USD / JPY falls below 115.00 as Monday’s risk appetite momentum wears off

  • USD / JPY is trading moderately just below 115.00 after Monday’s rise above 114.50.
  • A timed rally in risk assets on Monday weighed on the yen at time of writing.
  • For USD / JPY to test yearly highs at 115.50, long-term US yields will likely need to rally a bit more.

The USD/JPY It is trading moderately on Tuesday, below but not far from the 115.00 level, after Monday’s risk appetite-driven surge pushed it above 114.50. The pair has retraced from session highs at 114.95, but found decent support at 114.70 and is now trading at 114.85. Currency market conditions are unusually subdued this Tuesday due to market closures in various parts of the world and generally low liquidity / volumes, with many market participants based in Europe and North America absent for the Christmas and New Years celebrations. New in progress.
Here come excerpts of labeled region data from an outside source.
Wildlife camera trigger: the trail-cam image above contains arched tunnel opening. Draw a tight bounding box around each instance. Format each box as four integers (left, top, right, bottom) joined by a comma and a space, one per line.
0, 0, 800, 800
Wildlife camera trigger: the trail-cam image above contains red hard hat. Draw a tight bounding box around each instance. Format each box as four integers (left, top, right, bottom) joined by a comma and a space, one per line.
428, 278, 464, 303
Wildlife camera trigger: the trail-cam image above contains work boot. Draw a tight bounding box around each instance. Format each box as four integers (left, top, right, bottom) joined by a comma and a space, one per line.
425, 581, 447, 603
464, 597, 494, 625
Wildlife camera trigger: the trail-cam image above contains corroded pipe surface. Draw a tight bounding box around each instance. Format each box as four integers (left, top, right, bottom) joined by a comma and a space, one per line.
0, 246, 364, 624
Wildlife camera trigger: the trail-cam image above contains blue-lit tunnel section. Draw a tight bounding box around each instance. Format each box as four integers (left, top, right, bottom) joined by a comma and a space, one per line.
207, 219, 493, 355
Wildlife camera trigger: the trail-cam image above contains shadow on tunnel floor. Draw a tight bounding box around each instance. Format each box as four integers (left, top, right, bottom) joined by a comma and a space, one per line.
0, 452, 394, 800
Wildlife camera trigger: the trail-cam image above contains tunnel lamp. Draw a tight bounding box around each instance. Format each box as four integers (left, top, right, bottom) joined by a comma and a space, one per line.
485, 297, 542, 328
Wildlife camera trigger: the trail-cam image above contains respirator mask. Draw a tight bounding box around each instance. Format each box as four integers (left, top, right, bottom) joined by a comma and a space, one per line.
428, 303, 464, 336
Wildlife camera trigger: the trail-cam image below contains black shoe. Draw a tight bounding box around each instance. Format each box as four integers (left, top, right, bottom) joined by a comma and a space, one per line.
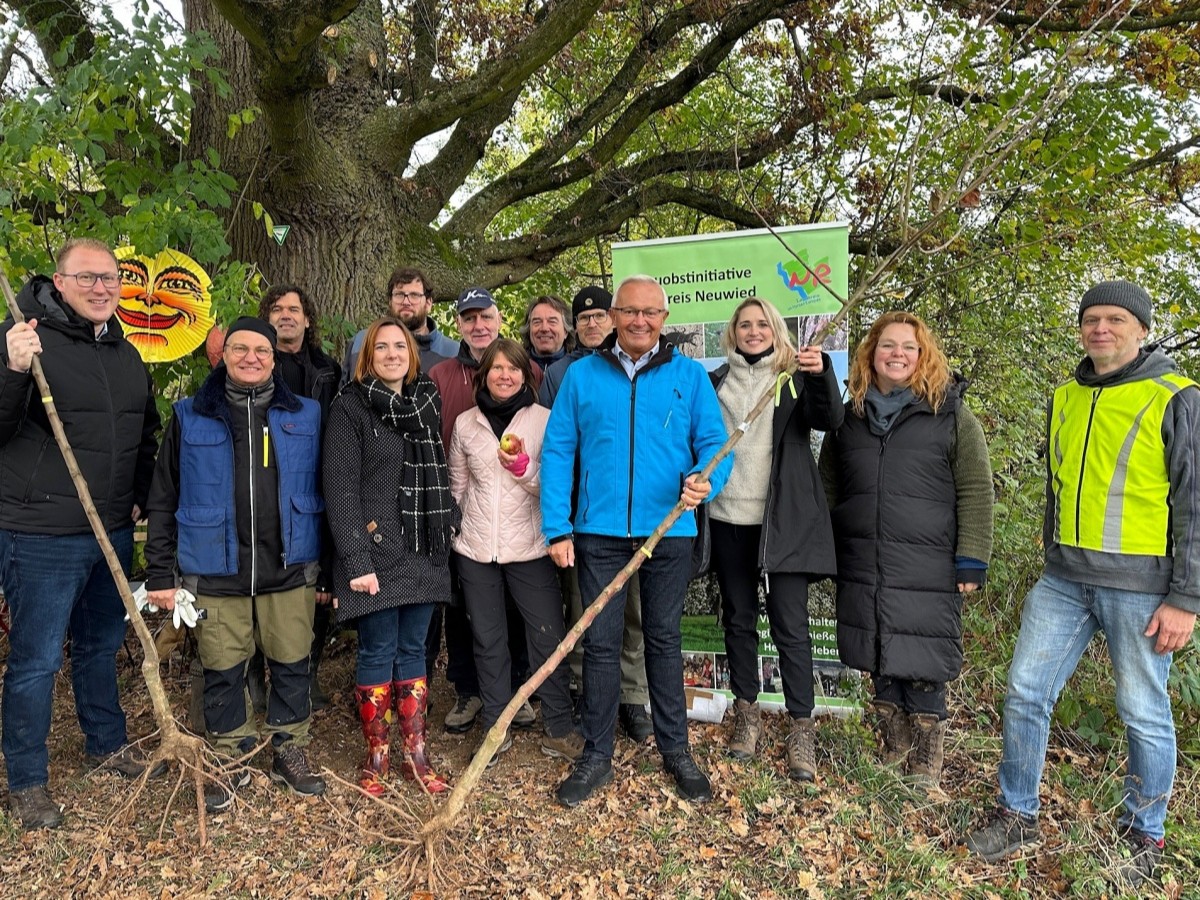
84, 744, 167, 778
204, 766, 250, 812
554, 758, 612, 806
8, 785, 62, 832
271, 740, 325, 797
445, 694, 484, 734
1116, 828, 1163, 890
966, 806, 1042, 863
617, 703, 654, 744
662, 750, 713, 803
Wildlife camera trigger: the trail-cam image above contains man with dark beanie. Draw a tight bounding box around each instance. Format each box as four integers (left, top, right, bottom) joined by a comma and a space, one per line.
966, 281, 1200, 889
145, 317, 325, 812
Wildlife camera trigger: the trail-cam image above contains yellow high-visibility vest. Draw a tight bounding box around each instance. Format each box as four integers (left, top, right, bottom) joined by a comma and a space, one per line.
1050, 374, 1195, 556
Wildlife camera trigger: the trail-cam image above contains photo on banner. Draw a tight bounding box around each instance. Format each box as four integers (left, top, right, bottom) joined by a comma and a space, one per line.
612, 222, 859, 714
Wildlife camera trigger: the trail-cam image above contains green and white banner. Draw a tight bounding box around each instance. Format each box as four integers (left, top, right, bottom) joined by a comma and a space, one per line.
612, 223, 859, 715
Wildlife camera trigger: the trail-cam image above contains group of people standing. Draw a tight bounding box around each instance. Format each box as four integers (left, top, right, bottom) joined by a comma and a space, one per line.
0, 240, 1200, 880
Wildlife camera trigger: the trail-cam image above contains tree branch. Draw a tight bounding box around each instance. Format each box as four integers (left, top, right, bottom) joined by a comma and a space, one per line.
450, 0, 800, 233
942, 0, 1200, 32
370, 0, 602, 172
6, 0, 96, 72
1122, 134, 1200, 175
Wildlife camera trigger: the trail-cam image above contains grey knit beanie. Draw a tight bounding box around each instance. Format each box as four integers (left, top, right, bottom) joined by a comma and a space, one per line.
1079, 281, 1154, 328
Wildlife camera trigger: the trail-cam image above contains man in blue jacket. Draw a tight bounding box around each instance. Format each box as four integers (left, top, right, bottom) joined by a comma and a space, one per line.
145, 316, 325, 812
541, 275, 732, 806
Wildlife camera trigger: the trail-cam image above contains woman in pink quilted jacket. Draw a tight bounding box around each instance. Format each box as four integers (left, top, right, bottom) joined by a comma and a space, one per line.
448, 337, 583, 764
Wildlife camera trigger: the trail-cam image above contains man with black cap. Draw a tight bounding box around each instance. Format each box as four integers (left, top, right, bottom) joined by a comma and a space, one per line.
966, 281, 1200, 888
145, 317, 325, 811
538, 284, 654, 743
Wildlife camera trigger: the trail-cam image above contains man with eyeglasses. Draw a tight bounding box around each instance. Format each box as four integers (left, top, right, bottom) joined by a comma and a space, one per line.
230, 284, 342, 713
0, 238, 163, 830
342, 268, 458, 379
520, 294, 575, 370
541, 275, 732, 806
538, 286, 654, 744
145, 316, 325, 812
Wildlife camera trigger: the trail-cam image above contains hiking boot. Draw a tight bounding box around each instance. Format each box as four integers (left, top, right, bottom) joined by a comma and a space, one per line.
445, 694, 484, 734
871, 700, 912, 766
617, 703, 654, 744
905, 713, 949, 788
541, 731, 583, 762
470, 726, 512, 768
204, 766, 250, 812
784, 719, 817, 781
1116, 828, 1164, 890
728, 700, 762, 762
966, 806, 1042, 863
84, 744, 167, 778
662, 750, 713, 803
271, 740, 325, 797
554, 758, 612, 806
8, 785, 62, 832
512, 700, 538, 731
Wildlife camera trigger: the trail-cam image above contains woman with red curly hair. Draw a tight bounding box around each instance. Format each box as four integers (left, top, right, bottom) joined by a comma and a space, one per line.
820, 312, 994, 787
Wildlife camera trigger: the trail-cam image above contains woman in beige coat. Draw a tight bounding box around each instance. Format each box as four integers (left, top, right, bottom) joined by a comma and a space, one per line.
448, 337, 583, 760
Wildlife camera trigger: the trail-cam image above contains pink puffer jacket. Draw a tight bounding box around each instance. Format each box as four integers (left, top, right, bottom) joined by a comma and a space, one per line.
446, 403, 550, 563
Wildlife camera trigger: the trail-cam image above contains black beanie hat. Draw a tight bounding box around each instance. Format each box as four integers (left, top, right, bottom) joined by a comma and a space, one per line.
1079, 281, 1154, 328
224, 316, 278, 350
571, 284, 612, 319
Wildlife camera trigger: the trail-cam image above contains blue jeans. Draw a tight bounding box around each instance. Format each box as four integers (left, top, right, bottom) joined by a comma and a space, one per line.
355, 604, 433, 686
1000, 575, 1175, 840
575, 534, 691, 760
0, 524, 133, 791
The momentum of Monday’s rally from lows of 114.30 to session highs around 114.90 saw a surge in US (and global) stocks, as well as crude oil and other commodity prices. Traders are much more optimistic about the rapid spread of the highly contagious variant of Omicron Covid-19 around the world, as governments in Europe (UK, France, Spain) refrain, for now at least, from tightening. Covid restrictions with hospitalization rates that have not yet increased. That has raised hopes that the variant will prove less damaging than previously feared for the US (and global) economy in the coming months.

Unsurprisingly, the surge in risk appetite sentiment weighed on demand for the safe-haven yen, which at the time of writing this article was underperforming across the board against its G10 counterparts. But USD / JPY seems reluctant to push above 115.00 and move towards a test of its November highs at 115.50. This is because despite the recent surge in stocks and other risk-sensitive assets, long-term US bond yields have yet to join the party. The US 10-year yield continues to trade moderately below 1.50% on Tuesday, still leaving it some 20 basis points below pre-Omicron levels. USD / JPY is highly correlated with the US 10-year yield, so for the pair to test its yearly highs around 115.50, the 10-year yield will likely need to rebound, which seems little. likely to happen before 2022, with bond markets in holiday mode.